Viele der Aktivisten auf Beshoys Bildern sind auch auf den Porträts der Kohlmeiers zu sehen. Zum Beispiel Ahmed, der nach einer Kopfverletzung einen Kochtopf als Stahlhelmersatz trug. „Wahre Demokratie“ steht auf seinem Schild. „Hend Mohsen ist eine Moslemschwester, die sehr aktiv für die Demokratisierung eintritt“, erklärt Mona Shahien. Mohsen trägt Kopftuch, aber ihr Gesicht ist frei. Die bürgerliche Buchhalterin daneben hält sich dagegen ihr Schild bis zur Nasenspitze, die Augen verbirgt eine Sonnenbrille. Der Wunsch nach Freiheit und Demokratie steht auf vielen Plakaten. Es gibt Moslembrüder wie Mohammed Abbas, der sich für ein Ägypten von Christen und Moslems einsetzt. Ein ziviler Staat, Religions- und Meinungsfreiheit, Transparenz sind weitere Ziele, die oft genannt werden. Eine Dame trägt ein Kreuz und einen Halbmond an einer Kette.

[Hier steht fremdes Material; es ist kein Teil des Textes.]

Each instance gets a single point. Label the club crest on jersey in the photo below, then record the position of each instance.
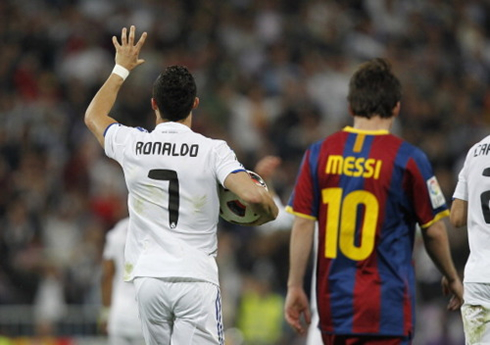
(436, 197)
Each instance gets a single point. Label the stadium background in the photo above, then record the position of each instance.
(272, 77)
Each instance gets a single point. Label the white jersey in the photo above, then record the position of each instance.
(172, 176)
(474, 187)
(123, 318)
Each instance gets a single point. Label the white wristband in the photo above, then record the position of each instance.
(120, 71)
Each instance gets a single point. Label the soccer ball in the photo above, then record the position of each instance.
(233, 209)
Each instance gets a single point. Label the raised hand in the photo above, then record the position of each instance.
(127, 53)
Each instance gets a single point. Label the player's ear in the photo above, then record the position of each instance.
(349, 108)
(196, 103)
(396, 109)
(154, 105)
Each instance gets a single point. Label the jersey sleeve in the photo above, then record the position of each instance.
(116, 138)
(226, 161)
(109, 252)
(301, 202)
(428, 200)
(461, 190)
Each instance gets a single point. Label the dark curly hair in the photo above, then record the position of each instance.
(374, 89)
(174, 92)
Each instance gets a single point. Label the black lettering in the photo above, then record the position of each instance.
(174, 153)
(167, 147)
(157, 148)
(194, 150)
(147, 148)
(139, 145)
(184, 150)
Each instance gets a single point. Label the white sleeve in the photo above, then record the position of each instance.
(225, 161)
(461, 190)
(116, 138)
(109, 247)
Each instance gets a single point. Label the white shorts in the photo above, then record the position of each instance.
(178, 312)
(124, 340)
(476, 313)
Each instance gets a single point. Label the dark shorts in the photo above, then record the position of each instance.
(333, 339)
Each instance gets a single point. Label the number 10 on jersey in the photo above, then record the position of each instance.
(342, 213)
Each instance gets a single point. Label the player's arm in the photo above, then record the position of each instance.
(437, 245)
(301, 243)
(108, 272)
(459, 213)
(127, 58)
(256, 197)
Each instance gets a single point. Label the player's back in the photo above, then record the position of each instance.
(372, 187)
(172, 176)
(476, 173)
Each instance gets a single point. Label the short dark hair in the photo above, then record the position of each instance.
(174, 92)
(374, 89)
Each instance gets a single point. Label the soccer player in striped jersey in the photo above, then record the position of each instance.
(172, 175)
(367, 190)
(470, 207)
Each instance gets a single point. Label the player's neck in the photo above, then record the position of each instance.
(375, 123)
(187, 121)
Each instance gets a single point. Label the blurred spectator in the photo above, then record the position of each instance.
(273, 76)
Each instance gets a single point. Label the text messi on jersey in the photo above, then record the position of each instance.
(353, 166)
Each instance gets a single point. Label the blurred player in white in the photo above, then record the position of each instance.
(118, 296)
(266, 168)
(172, 175)
(471, 207)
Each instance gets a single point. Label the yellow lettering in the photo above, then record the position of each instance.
(359, 167)
(349, 165)
(377, 169)
(352, 166)
(368, 168)
(334, 165)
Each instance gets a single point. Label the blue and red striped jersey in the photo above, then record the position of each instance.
(367, 190)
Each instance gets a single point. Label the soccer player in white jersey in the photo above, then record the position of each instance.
(118, 296)
(471, 207)
(172, 175)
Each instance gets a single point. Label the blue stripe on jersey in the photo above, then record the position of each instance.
(395, 255)
(342, 303)
(313, 163)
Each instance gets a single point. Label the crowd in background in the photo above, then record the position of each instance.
(272, 78)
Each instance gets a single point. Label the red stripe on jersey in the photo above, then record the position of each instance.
(367, 317)
(331, 146)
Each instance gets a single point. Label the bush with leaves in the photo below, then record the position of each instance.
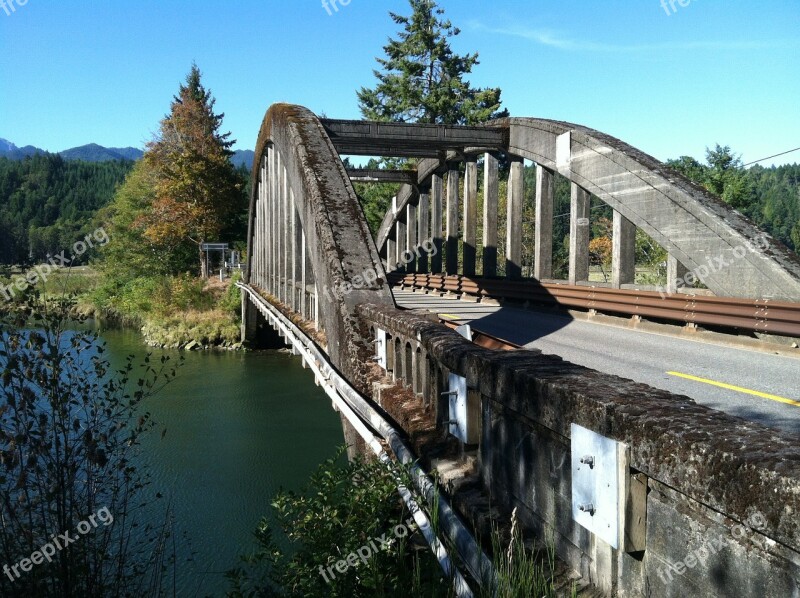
(344, 507)
(70, 427)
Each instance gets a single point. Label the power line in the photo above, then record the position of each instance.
(768, 157)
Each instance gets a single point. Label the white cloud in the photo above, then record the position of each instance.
(558, 40)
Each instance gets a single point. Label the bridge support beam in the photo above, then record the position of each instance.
(451, 256)
(491, 191)
(470, 215)
(543, 240)
(623, 251)
(401, 243)
(437, 193)
(516, 195)
(423, 229)
(579, 229)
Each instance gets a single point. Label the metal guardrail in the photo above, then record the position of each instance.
(753, 315)
(359, 412)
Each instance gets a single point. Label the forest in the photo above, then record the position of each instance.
(48, 203)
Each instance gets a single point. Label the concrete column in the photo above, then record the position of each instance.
(423, 230)
(623, 252)
(516, 194)
(297, 258)
(400, 236)
(676, 272)
(470, 216)
(579, 230)
(391, 255)
(255, 259)
(437, 193)
(273, 220)
(491, 192)
(410, 258)
(287, 225)
(304, 258)
(451, 257)
(543, 242)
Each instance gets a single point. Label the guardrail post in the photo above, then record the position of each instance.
(452, 219)
(423, 228)
(470, 215)
(437, 192)
(516, 194)
(623, 253)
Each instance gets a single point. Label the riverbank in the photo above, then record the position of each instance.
(170, 312)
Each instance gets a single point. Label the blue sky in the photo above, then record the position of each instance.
(714, 71)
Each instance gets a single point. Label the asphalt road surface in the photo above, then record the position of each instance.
(753, 384)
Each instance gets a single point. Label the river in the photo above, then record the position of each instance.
(239, 426)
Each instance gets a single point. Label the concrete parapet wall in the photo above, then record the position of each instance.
(719, 499)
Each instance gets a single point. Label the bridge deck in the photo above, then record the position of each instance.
(642, 356)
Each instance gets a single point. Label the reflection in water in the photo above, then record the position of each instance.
(238, 427)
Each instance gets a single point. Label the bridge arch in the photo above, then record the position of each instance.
(309, 245)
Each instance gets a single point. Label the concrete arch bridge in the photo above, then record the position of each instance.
(632, 482)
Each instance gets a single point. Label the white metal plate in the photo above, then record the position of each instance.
(597, 484)
(465, 331)
(458, 406)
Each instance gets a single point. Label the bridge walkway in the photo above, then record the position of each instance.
(649, 357)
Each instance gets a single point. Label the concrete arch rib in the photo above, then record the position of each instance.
(342, 255)
(695, 227)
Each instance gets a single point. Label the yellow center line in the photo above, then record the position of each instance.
(763, 395)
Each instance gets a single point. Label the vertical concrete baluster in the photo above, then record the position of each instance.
(470, 215)
(543, 243)
(676, 272)
(423, 230)
(437, 193)
(491, 192)
(411, 237)
(623, 251)
(400, 236)
(451, 257)
(579, 229)
(516, 194)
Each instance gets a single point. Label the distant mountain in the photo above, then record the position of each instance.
(245, 157)
(11, 151)
(97, 153)
(93, 152)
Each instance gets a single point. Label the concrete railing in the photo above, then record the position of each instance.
(707, 502)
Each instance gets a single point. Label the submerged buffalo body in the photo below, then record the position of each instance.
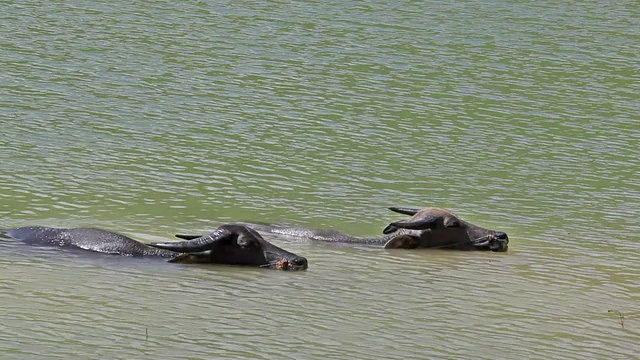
(427, 228)
(230, 244)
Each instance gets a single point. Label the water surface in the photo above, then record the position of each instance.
(163, 118)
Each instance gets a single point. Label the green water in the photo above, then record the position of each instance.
(173, 117)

Die Fotos des Studio Kohlmeier sind Fotos von Menschen, die erstmals in ihrem Leben Hoffnung spüren und ihr Schicksal in die eigene Hand nehmen. Und der westliche Beobachter muss erkennen, dass nicht alle Moslembrüder oder Salafisten gegen die Demokratie sind.

"Die Menschen entschuldigen sich bei ihrem Land dafür, dass sie sich erst nach 30 Jahren gegen Mubarak erhoben haben" steht auf dem Schild, dass dieser Demonstrant auf dem Tahrir Platz am 1. Februar 2011 zeigt. Weitere Fotos von Beshoy Fayez sind bis zum 6. April vor dem Paul-Löbe-Haus in dem Foto-Panorama "Egypt reloaded" zu sehen.
"Die Menschen entschuldigen sich bei ihrem Land dafür, dass sie sich erst nach 30 Jahren gegen Mubarak erhoben haben" steht auf dem Schild, dass dieser Demonstrant auf dem Tahrir Platz am 1. Februar 2011 zeigt. Weitere Fotos von Beshoy Fayez sind bis zum 6. April vor dem Paul-Löbe-Haus in dem Foto-Panorama "Egypt reloaded" zu sehen.

© Beshoy Fayez

Mona Shahien ist stolz auf ihre Aktivisten: „Der ist jetzt im Parlament, sie arbeitet in der Frauenunion mit, der hat viel gelitten.“ Beshoy Fayez wiederum hat auf sein Transparent geschrieben: „Ich möchte, dass jeder seine Fähigkeiten frei entfalten kann“. Seine Momentaufnahmen vom Frühjahr sind wunderbar, sie könnten zu Ikonen des Aufstands werden: der Salafist, der mit Soldaten auf dem Panzer betet. Aber auch das Foto von den prügelnden Polizisten, die bei genauer Betrachtung nur Polizeihelme und Schilde tragen, aber zivil gekleidet sind.

Das große Panorama entstand, als Beshoy und seine Freunde noch einmal alle Revolutionäre auf den Tahrir-Platz riefen, um für die Freilassung von Aktivisten zu demonstrieren. „Es war wahnsinnig heiß, und ein alter Mann tupfte mir immer wieder den Schweiß von der Stirn. Sie waren glücklich, dass wir da waren und fotografierten“, erzählt Bernd Kohlmeier.

Nach dem Ende der Ausstellung wird das große Panorama zerschnitten und zu Taschen vernäht, die zugunsten der Tahrir-Lounge verkauft werden. In zwei Jahren werden Angelika und Bernd Kohlmeier ihre Aktivisten noch einmal aufsuchen und fragen, was aus ihren Träumen geworden ist.